【通信講座】 小説「電波塔ジャンプダウン」 講評
雰囲気のみで、内容がない。
――暗い。
――ただ、暗い。
風が、鋭い。
ビルは、冷たい。
へたな散文詩のように改行で効果を出そうとしているが
いたずらに感傷を垂れ流しているだけで
正確な描写は薬にしたくもない。
「妹」の伏線が無意味。
漠然とした語り手の動機に
おそらくロボットであるというオチが待っていると思ったが
そのような安直なアイディアさえなく
掌編をしめくくり成立させるためのなんの用意もしていなかった。
(作者より)
衝動、という通り、作品全体にかっちりとした構造を用意することはなく、また明確なメッセージも、意識的には、特段含ませておりません。ここで気になるのは、作品に背骨が通っているのか、ということです。ストーリーの流れや、「少女」の謎が、果たして機能しているか。あるいはまた、以前におっしゃっていた「行動原理」を含めまして、「人間」を描けているかどうか。

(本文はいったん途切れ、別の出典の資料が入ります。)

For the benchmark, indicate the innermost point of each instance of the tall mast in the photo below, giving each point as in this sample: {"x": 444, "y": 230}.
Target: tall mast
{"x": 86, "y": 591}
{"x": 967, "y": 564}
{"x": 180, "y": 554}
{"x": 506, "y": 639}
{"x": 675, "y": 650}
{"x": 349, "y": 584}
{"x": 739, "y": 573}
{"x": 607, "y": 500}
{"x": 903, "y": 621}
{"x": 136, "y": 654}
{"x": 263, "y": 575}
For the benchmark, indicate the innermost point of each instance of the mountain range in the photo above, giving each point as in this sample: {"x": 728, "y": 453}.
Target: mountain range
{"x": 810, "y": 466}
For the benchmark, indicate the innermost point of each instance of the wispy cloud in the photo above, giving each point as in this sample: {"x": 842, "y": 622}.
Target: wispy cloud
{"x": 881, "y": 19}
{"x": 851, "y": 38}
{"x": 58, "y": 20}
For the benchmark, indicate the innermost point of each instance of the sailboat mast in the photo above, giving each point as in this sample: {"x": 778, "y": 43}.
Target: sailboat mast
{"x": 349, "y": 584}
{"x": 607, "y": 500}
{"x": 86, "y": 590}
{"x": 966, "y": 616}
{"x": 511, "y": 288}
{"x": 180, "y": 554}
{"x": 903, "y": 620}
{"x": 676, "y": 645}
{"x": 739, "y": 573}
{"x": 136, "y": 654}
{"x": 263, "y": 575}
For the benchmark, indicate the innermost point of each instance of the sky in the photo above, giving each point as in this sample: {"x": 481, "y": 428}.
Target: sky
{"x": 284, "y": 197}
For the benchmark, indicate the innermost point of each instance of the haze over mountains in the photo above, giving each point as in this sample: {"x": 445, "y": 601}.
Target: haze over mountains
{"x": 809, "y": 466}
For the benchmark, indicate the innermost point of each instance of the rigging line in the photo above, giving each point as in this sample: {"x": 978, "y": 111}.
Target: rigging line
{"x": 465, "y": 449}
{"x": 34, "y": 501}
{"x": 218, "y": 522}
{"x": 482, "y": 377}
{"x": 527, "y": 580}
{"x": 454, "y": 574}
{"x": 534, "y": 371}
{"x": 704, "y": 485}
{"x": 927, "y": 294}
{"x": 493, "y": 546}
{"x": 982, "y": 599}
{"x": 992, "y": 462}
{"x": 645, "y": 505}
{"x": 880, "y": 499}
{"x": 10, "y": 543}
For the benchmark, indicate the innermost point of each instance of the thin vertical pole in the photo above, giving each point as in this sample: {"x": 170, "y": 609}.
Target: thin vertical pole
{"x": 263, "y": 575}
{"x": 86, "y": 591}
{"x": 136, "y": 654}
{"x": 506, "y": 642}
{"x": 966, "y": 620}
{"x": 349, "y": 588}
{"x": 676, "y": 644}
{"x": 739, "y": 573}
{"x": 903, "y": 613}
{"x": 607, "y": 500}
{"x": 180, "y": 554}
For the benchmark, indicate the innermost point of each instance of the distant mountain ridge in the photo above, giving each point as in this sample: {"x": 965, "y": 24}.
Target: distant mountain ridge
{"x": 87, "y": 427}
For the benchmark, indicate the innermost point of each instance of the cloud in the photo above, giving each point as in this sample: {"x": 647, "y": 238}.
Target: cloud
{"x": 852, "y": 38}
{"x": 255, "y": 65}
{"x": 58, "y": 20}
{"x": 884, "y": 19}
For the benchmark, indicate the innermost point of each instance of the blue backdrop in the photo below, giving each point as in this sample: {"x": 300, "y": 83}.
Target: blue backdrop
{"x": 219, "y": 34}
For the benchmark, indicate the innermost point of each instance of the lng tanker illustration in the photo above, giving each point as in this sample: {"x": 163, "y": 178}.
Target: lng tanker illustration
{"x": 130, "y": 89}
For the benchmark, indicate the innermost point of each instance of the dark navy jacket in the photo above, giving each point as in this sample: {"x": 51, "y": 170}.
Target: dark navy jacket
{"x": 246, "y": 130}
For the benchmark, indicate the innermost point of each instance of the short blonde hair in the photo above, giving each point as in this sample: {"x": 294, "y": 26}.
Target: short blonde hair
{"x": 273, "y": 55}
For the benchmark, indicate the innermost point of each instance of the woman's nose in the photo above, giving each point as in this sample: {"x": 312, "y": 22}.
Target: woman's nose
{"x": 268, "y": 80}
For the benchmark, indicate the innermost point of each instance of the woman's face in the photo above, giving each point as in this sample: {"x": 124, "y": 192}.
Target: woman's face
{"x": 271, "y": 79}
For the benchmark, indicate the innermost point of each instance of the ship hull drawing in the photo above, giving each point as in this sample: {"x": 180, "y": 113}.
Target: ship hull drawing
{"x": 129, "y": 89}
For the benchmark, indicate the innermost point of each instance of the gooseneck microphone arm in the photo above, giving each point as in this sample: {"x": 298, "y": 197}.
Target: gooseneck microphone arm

これらの点に関して、特にアドバイスをいただきたいです。
構造もメッセージもない小説を書くことはできるが
この作品には評価すべき別の要素がない。
「少女」は登場する前から正体が分かる。
「人間」を書こうとしているとは想像だにしなかった。
漠然と感傷的なだけの作品にならないように
構造、メッセージはなくても
なんらかのしかけくらいは準備すべきだ。